Scalable-Softmax, ASEntmax, and Critical Attention Scaling primarily contribute proposed solutions (temperature scaling, sparse attention, etc.), rather than pure verification that long-context attention dilution exists. Their existence indirectly confirms the problem is real, but saying they "verified" it is imprecise. The main text has been revised to "analyze and attempt to address."

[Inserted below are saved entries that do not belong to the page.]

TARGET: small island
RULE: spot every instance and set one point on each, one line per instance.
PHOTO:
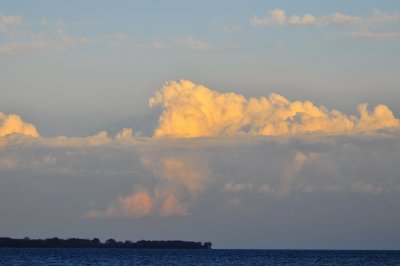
(7, 242)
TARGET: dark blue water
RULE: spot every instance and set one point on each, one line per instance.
(32, 256)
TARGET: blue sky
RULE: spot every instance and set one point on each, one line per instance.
(79, 76)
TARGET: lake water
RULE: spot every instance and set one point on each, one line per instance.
(62, 256)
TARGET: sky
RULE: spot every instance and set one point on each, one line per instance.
(250, 124)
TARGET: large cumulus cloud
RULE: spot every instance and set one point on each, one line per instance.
(192, 110)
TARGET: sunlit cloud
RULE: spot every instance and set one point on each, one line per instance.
(252, 149)
(10, 124)
(193, 110)
(278, 16)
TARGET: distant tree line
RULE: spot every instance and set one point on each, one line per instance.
(7, 242)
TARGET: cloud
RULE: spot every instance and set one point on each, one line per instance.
(192, 43)
(278, 16)
(192, 110)
(13, 124)
(9, 21)
(142, 204)
(188, 42)
(51, 37)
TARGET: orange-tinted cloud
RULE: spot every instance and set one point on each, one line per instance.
(192, 110)
(10, 124)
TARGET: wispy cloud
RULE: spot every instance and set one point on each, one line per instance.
(187, 42)
(9, 21)
(278, 16)
(192, 43)
(52, 36)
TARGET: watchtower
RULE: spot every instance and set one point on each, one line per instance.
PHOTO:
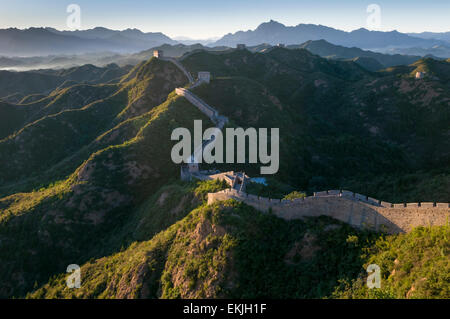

[Erratum 3] GSM-Infinite's applicable scope
GSM-Infinite tests mathematical reasoning tasks (a long-context variant of GSM8K). Its "reasoning ability degrades monotonically with context length" conclusion is strictly verified only within mathematical reasoning. Directly generalizing to all types of reasoning requires caution, but combined with "Context Length Alone Hurts" and other research, negative effects of long context on reasoning ability appear to be broadly present.
[Erratum 4] AlphaGo evolution path
The AlphaGo series evolved as: AlphaGo Fan (2015, defeated Fan Hui) → AlphaGo Lee (2016, defeated Lee Sedol) → AlphaGo Master (2017, 60-game winning streak) → AlphaGo Zero (2017, pure self-play). Only AlphaGo Zero was completely independent of human game data, starting from random initialization with pure self-play training. All prior versions used human game data for supervised pre-training. The original text's vague phrasing could mislead readers into thinking this was gradual improvement of one system, when Zero was actually a fundamental redesign of both architecture and training methodology.
[Erratum 5] "Surpassed the Lee Sedol version in 3 days"
This claim comes directly from the DeepMind paper (Silver et al., 2017) and the data is correct. However, note that AlphaGo Zero was trained on a single machine with 4 TPUs — not consumer-grade hardware. "3 days" can give the impression of effortless dominance; in reality it was the result of intensive dedicated hardware investment. Additionally, the 3-day milestone surpassed AlphaGo Lee (the version that defeated Lee Sedol); it took a full 40 days of training to surpass all previous versions.